The three neonicotinoid insecticides are widely distributed in ASEAN from Indonesia, Vietnam to Thailand and even in Myanmar. Recently the Philippines launched a product with thiamethoxan as one of the components, popularly promoted in Indonesia. The properties of thiamethoxan are similar to that of imidacloprid and planthoppers have shown to rapidly develop cross resistance (see Matsumura et al 2009).
The rice ecosystem is richly endowed with a huge biodiversity of hymenopteran parasitoids (e.g parasitic wasps) that are being threatened by the 3 insecticides. Hymenopteran parasitoids are extremely important players contributing to pest regulatory services. Parasitoids are generally smaller and have to move about to hunt for prey and thus are more vulnerable to these insecticides. In ecological engineering fields where bunds were populated with nectar rich flowers to provide resources to parasitoids, planthopper populations were suppressed. These 3 insecticides are likely to impair the pest regulatory services provided by the parasitoids.
Several ASEAN countries are now actively promoting ecological engineering to reduce vulnerability of intensive rice cultivations to planthopper outbreaks. There is thus need for research, private sector and government policy makers in ASEAN countries to dialogue and initiate a process to regulate and restrict their use especially in agricultural areas dependent on parasitoids and in areas of honey and fruit production to avoid potential detrimental effects on agriculture. With these pesticides being banned or restricted in Europe and China, the main manufacturers, and pesticides being sold as FMCGs (fast moving consumer goods), the spread of use and misuse of these pesticides will be very fast and threatening to agriculture. Pollination and biological control ecosystem services are agriculture’s most important regulatory services. IRRI working with German universities recently started a landscape study of these services in a project called LEGATO that will provide valuable research information on the threats to pollination and biological control.

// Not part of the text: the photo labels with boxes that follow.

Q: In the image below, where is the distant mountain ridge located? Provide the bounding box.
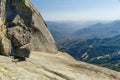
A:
[72,20,120,39]
[61,35,120,71]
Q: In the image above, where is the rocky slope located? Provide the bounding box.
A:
[0,0,57,57]
[0,0,120,80]
[0,52,120,80]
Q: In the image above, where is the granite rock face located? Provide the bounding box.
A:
[0,0,57,57]
[0,51,120,80]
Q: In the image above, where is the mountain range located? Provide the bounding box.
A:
[47,20,120,71]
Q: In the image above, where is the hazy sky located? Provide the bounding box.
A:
[31,0,120,21]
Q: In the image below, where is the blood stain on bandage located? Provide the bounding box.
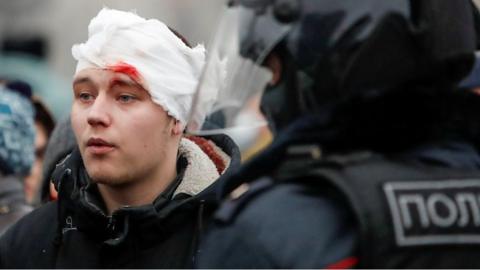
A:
[107,62,140,83]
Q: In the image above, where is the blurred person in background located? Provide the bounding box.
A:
[25,96,55,205]
[197,0,480,269]
[0,8,240,268]
[0,80,35,234]
[40,117,77,204]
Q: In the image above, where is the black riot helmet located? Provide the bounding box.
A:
[186,0,476,135]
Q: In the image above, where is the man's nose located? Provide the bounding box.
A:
[87,94,112,127]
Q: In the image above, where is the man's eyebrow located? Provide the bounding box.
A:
[73,77,92,85]
[110,77,144,89]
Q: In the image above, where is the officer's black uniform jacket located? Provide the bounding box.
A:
[197,89,480,268]
[0,136,239,268]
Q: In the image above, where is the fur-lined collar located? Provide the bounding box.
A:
[174,137,231,197]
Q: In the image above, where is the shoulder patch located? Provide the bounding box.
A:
[383,179,480,246]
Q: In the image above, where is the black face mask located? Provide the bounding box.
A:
[260,80,295,134]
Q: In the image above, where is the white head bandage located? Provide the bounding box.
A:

The egg parasitoid in action attacking planthopper eggs captured on video is available.
The three insecticides are available in the market either singly or in cocktails under hundreds of trade names. Some common ones include Actara, Agite, Alika, Adage, Centric, Cruiser, Flagship, Meridian, Platinum, Vifone, Virtako, Gaucho, Admire, Merit, Poncho, Votivo, Confidor, Solomon, Provado. Many local names are given to mixtures using these three insecticides and many more product names in Chinese, Thai, Vietnamese and Indonesian.